The presentence investigation report was before the trial court at the time sentence was imposed. It was also a part of the file and records in the case at the time a hearing on the petition for a review of the sentence was denied on November 5, 1969. In its order of denial, the court in part stated:

We have reviewed the presentence investigation report, and the other files and records in this case. While that report does refer to the two complaints of similar acts, as alleged by the petitioner, it is made explicit in the report that the complaints were in fact not prosecuted, and it in no way appears that the sentencing Court could have been misled in any way with respect thereto. It is also conclusively apparent from the record and files that the other allegations of the Petitioner could entitle him to no relief.

The United States Supreme Court in Williams v. New York, 337 U.S. 241, 69 S. Ct. 1079, 93 L. Ed. 1337 (1949) held that the sentencing judge is not restricted by the due process clause of the Fourteenth Amendment of the Constitution of the United States from considering information obtained through the probation department from witnesses with whom the accused had not been confronted. At pages 249 and 250, 69 S.Ct. at page 1084 of the opinion it was therein stated: "To deprive sentencing judges of this kind of information would undermine modern penological procedural policies that have been cautiously adopted throughout the nation after careful consideration and experimentation."

In Specht v. Patterson, 386 U.S. 605, 87 S. Ct. 1209, 18 L. Ed. 2d 326 (1967), which dealt with the Sexual Offenders Act, the court expressly approved the Williams case, supra.

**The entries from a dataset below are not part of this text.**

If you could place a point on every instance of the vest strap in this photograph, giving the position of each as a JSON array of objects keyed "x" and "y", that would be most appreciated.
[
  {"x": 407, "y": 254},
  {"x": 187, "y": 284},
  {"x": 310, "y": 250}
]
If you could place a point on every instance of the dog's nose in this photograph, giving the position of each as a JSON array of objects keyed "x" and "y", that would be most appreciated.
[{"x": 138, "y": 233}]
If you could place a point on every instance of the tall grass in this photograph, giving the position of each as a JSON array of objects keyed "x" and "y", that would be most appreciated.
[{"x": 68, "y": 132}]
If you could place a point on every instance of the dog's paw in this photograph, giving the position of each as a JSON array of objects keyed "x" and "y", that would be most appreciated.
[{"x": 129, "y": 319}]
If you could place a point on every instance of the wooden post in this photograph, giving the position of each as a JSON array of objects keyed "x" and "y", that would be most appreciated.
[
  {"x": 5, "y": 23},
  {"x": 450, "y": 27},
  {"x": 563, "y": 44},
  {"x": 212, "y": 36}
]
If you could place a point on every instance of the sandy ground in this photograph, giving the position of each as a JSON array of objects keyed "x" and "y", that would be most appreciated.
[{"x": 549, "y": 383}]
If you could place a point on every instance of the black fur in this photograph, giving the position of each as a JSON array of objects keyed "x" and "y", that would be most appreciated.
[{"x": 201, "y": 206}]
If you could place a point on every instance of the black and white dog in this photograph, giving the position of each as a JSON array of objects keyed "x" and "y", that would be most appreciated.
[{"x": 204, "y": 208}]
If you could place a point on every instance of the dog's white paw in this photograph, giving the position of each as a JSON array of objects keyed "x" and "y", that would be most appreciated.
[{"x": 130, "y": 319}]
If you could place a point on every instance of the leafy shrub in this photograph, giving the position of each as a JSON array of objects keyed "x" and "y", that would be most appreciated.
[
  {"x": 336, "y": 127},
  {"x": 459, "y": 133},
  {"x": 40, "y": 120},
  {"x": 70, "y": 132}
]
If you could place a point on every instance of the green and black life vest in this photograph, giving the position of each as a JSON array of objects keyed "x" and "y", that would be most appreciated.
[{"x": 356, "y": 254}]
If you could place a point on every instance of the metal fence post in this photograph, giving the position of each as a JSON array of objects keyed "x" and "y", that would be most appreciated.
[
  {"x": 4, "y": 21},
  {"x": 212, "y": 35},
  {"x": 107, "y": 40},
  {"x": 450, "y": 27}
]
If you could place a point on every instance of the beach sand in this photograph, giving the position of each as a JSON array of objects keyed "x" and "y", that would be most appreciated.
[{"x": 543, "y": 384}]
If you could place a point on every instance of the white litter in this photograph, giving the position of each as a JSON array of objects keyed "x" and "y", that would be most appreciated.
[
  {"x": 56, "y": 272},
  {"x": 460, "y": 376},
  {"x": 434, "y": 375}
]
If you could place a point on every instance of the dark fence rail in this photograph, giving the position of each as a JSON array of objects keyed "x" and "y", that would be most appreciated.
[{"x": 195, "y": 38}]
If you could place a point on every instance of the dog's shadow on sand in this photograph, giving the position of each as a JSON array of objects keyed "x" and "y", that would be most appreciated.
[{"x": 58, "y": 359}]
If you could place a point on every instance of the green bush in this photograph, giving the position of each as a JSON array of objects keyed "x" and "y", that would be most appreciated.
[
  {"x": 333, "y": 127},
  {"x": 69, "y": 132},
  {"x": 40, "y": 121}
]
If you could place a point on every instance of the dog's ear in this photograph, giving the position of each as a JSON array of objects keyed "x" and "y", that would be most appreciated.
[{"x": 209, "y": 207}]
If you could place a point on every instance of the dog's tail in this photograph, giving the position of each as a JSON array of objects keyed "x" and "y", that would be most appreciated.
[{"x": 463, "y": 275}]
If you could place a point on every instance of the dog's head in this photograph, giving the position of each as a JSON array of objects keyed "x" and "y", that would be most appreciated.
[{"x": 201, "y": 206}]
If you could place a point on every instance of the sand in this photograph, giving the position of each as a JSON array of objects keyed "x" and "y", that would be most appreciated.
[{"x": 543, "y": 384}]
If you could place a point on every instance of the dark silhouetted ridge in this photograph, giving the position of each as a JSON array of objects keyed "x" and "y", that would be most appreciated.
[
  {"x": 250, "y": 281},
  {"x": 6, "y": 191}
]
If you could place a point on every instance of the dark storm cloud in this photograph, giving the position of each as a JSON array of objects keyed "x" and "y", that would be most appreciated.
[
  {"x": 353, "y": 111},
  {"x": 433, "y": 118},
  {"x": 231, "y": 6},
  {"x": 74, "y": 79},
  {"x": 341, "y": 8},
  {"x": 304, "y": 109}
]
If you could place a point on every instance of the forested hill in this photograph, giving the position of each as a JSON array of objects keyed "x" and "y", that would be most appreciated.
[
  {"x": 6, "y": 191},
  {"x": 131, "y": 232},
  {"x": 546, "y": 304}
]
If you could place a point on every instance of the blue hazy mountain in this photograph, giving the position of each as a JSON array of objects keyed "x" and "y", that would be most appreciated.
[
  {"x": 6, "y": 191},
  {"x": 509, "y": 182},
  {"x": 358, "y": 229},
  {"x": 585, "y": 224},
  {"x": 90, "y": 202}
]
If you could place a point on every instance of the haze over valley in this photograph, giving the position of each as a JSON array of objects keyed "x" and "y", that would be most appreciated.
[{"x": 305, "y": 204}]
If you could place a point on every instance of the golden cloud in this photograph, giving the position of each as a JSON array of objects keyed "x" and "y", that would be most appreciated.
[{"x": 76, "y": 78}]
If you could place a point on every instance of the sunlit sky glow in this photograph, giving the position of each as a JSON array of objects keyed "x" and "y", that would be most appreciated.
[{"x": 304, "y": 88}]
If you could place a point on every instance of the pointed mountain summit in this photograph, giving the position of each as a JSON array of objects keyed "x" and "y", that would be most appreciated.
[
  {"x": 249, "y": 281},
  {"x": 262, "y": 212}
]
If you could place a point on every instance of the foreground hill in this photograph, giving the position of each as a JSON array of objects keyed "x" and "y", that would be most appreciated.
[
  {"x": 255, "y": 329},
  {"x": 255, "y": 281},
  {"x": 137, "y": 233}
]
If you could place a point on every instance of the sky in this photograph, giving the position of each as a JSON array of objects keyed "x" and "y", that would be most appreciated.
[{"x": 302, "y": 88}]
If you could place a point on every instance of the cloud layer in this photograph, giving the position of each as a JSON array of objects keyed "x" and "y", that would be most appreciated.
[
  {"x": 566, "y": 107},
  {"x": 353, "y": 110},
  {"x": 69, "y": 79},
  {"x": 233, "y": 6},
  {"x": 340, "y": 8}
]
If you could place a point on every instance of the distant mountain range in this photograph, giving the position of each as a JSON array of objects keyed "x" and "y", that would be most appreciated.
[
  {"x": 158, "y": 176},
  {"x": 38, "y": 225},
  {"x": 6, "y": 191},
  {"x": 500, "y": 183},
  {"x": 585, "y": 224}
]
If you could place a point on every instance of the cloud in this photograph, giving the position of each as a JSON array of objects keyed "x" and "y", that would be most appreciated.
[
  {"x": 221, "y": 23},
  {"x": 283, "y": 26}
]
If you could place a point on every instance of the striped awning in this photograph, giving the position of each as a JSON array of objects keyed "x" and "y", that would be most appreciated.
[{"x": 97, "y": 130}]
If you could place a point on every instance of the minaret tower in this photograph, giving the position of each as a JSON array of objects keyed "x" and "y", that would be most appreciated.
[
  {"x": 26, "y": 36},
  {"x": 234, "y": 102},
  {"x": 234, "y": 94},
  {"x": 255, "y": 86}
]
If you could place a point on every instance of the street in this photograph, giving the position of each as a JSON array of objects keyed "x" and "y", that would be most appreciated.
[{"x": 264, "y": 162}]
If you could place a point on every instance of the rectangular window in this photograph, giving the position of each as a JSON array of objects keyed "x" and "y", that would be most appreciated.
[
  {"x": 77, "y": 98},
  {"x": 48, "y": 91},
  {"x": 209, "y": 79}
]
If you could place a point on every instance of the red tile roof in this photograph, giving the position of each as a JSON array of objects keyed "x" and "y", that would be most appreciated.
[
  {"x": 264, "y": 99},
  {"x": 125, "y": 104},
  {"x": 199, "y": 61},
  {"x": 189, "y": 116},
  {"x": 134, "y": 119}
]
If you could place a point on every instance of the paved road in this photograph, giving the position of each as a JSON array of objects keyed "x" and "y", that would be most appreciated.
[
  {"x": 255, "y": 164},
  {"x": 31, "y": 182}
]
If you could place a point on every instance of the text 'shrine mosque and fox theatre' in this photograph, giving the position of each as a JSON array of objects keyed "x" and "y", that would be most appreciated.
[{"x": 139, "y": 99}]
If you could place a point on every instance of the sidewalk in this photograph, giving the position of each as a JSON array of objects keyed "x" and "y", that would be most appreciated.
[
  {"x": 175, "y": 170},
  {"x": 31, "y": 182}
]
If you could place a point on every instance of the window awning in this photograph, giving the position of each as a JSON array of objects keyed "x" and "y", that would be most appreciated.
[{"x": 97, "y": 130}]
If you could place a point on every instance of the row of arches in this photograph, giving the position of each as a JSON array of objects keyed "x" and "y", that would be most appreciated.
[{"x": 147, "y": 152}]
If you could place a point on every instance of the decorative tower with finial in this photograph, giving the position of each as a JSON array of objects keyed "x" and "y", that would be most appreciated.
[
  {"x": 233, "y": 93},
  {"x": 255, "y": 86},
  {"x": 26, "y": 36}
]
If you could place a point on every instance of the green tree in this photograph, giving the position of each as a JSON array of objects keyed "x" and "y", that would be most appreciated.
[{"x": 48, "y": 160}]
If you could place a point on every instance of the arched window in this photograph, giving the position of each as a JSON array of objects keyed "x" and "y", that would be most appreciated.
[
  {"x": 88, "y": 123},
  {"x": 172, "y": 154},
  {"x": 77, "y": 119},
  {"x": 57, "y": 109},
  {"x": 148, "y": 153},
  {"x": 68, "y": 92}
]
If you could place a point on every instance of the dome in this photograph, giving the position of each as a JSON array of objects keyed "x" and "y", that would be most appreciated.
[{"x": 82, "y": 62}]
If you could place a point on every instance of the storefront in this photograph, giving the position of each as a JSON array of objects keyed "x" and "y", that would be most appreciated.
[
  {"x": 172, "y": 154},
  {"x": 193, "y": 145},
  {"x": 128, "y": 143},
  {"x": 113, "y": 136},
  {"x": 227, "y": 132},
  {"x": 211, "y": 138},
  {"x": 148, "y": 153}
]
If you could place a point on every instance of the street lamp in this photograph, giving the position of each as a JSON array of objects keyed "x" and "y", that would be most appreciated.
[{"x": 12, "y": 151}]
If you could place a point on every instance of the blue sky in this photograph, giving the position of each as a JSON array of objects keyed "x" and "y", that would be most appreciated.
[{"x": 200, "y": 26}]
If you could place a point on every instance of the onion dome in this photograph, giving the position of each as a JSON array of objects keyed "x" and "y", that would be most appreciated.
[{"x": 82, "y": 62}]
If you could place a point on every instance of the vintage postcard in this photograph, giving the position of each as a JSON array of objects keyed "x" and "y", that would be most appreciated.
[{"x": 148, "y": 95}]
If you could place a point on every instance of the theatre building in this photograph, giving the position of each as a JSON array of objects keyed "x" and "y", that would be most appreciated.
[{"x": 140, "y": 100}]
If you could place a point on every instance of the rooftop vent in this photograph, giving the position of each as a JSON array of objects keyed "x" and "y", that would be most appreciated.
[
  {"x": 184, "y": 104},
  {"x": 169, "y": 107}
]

Without a detailed review of the record, it is sufficient to say that it demonstrates a premeditated and planned rape on a female child, age 11 years, resulting in physical injury to the victim. The presentence report reveals no remorse on the part of the petitioner, and further that he does not display any potential for successful rehabilitation under probation supervision. To say the least, the circumstances surrounding the offense were sufficiently revolting and distressing as to leave no room on the part of this Court to disturb the ruling of the court below denying the petition without a hearing thereon. The record supports its action. Due process has not been denied the petitioner.

Order denying the petition for a review of the sentence is affirmed.